No contestó. Dejamos atrás la calle Žitná y nos detuvimos delante de la iglesia. La luz del día se hacía esperar; también Rozeta.

—Vamos, al menos demos una vuelta —me propuso Gmünd, y ágilmente se encaminó hacia la calle Na Rybníčku. No las tenía todas conmigo y le pregunté por qué me había explicado la historia de su familia.

—La última vez se comportó de manera tan suspicaz…, y necesito que me crea.

—¿A Olejář lo convenció de forma parecida? ¿Le explicó lo mismo que a mí?

—Sólo resumidamente, no sabe más de lo que él mismo le dijo.

—¿Qué piensa de él?

—Es un desgraciado. La enfermedad ha hecho de él un policía duro, pero no demasiado bueno.

—Y vulnerable. Sin duda no quiere que se sepa que está enfermo.

—Tiene razón. Está mal. Esta dolencia se puede malinterpretar. Igual que otras cosas.

—¿Cree que lo tiene mal? Me refiero a su salud.

—Lo tiene fatal en todos los aspectos —respondió. De repente se volvió y dijo—: ¿Ve lo mismo que yo?

Miré hacia donde me indicaba. El rugido de los motores en Žitná y Ječná casi no llegaba hasta nosotros. Al final de la calle, emergía de la penumbra una masa de piedra labrada que se elevaba hacia lo alto, donde se angostaba formando una cuña espinosa que se recortaba, negra, contra el difuminado cielo de noviembre. A nuestra izquierda se alzaba otra punta, el campanario, agazapado pero con la cabeza levantada.

—Hace muchos años que vengo aquí —dije—, sobre todo los sábados al atardecer, cuando puedo estar completamente solo. Si se prescinde de las casas de alrededor, uno se encuentra en uno de los lugares más antiguos de Praga.

Me dejé llevar más de lo conveniente, y también algo se movió en Gmünd: me lo hizo saber abriendo desmesuradamente los ojos y sonriendo con expresión de euforia.

—¿Y la piedra? —gruñó—. En momentos como éste ¿no le parece que crece? ¿Qué efecto tiene sobre usted?

—No sé a qué se refiere —repuse. Su expresión me acongojó; temí que aquellos ojos tan extraños me tragaran vivo.

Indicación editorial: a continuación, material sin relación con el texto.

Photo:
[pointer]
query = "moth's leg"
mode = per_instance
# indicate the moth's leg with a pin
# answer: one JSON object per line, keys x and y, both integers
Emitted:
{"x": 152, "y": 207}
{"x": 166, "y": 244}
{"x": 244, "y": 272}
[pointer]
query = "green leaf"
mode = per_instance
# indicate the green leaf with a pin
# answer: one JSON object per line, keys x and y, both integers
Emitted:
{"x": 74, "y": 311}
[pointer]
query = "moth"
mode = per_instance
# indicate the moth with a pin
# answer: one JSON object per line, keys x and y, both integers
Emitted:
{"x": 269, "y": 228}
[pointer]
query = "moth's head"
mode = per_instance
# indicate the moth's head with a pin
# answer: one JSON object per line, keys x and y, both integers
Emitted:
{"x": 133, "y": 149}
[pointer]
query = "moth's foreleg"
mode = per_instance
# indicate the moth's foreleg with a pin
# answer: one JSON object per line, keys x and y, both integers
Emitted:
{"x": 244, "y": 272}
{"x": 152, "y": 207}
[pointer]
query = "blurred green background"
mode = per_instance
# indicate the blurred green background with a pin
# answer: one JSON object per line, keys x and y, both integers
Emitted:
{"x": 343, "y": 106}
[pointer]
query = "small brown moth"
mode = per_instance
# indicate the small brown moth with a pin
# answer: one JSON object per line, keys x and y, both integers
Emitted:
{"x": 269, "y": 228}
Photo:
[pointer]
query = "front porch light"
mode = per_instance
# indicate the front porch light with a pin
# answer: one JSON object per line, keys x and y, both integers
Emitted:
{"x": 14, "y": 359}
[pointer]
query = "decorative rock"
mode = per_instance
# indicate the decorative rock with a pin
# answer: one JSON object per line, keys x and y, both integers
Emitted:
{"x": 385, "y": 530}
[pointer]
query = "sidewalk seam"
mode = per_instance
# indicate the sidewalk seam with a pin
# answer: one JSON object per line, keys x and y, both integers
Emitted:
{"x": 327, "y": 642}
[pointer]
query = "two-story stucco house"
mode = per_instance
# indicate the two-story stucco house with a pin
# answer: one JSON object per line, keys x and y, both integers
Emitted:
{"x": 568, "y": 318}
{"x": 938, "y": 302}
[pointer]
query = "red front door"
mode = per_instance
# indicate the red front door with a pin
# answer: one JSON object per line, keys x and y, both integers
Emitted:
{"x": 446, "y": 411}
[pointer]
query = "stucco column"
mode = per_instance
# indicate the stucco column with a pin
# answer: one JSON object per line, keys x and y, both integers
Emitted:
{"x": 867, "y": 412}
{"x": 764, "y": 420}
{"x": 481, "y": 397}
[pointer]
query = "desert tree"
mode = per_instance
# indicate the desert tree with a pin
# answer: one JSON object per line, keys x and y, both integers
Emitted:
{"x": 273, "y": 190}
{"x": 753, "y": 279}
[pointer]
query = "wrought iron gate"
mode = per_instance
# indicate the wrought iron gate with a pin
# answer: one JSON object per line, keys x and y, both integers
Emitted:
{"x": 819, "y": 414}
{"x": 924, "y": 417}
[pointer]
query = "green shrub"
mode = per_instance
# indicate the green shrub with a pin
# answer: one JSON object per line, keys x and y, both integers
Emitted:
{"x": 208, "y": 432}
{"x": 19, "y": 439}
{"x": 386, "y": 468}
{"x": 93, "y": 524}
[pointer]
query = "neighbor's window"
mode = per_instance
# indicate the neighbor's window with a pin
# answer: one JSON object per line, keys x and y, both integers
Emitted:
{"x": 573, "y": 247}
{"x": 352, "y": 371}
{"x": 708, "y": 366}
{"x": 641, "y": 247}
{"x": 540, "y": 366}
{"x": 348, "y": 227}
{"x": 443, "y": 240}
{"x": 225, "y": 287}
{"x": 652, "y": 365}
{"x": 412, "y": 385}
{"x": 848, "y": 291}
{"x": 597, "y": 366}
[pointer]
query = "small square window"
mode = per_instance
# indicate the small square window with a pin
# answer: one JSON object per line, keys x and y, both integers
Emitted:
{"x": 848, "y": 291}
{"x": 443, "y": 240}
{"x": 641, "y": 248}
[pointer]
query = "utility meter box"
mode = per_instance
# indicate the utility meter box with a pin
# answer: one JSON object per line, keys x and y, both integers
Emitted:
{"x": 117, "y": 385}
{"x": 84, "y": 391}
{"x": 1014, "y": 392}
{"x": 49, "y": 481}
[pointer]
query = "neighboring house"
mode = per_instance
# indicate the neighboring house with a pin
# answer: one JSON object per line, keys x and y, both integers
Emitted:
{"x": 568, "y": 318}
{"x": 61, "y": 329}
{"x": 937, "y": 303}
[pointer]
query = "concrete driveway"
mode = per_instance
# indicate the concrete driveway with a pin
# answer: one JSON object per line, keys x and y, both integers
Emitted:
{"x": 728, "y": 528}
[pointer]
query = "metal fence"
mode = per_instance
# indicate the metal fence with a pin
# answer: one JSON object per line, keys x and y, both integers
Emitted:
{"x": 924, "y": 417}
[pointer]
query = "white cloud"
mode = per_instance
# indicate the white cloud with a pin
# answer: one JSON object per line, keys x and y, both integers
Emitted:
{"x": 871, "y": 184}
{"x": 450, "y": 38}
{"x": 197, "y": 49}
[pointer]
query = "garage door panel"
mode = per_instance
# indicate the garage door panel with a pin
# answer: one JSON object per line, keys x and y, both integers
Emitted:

—¿No le parece así? —continuó ya más tranquilo—. Este campanario gótico tardío que contempla con tanta admiración, por ejemplo. Lo construyeron en 1600 como sobrio campanario auxiliar. En 1601, entre los praguenses corrió el rumor de que había crecido un par de codos, y así continuó durante varios años. Después de que se hubo construido San Esteban, en 1367, se dijo lo mismo, y cuando en el siglo XV se levantó la gran torre, tampoco quería darse por terminada, como si estuviera insatisfecha con las dimensiones que le habían dado los constructores. Cuando en torno a este lugar crecieron estos estúpidos edificios de apartamentos, volvió a empequeñecerse, pero hoy (de verdad, fíjese) es de nuevo algo más alta. Y mire hacia allí, donde estaba la capilla de Todos los Santos. Originalmente, el tejado rebasaba con creces la altura de la mampostería de soporte. Y arriba, en la parte superior, tenía, además, linterna. Intente imaginárselo. La capilla era octogonal, en eso se parecía a la iglesia de Carlos, sólo que de proporciones más sutiles. Igual que ésta, tenía un alto techo piramidal y crecía a ojos vistas: cada año aumentaba dos codos. Después, cuando tras un par de siglos la moda cambió desastrosamente, le pusieron un techo redondo, de nuevo igual que a la de Carlos. Ridículo: una quesera para un queso apestoso. A la vez, la mampostería empezó a desconcharse, el edificio parecía derretirse como si fuera a desmayarse. Sostengo que la culpa fue de los que colocaron en él un tejado inapropiado. En el siglo XVIII, un decreto imperial clausuró la capilla, e hicieron de ella una bodega. A mediados del siglo pasado el tejado se hundió e hirió gravemente a dos personas; una de ellas no sobrevivió, la otra perdió la salud. Así que demolieron la capilla de Todos los Santos. ¿Por qué? Más bien como un castigo que se merecía otro. La iglesia de Carlos sigue en pie, es un monumento fabuloso. Llevan años restaurándola. Lástima que a nadie se le haya ocurrido devolverle el tejado original. A nadie…, sólo a mí. Ya verá, alguna vez reemplazaré el ridículo engendro por un digno tejado piramidal.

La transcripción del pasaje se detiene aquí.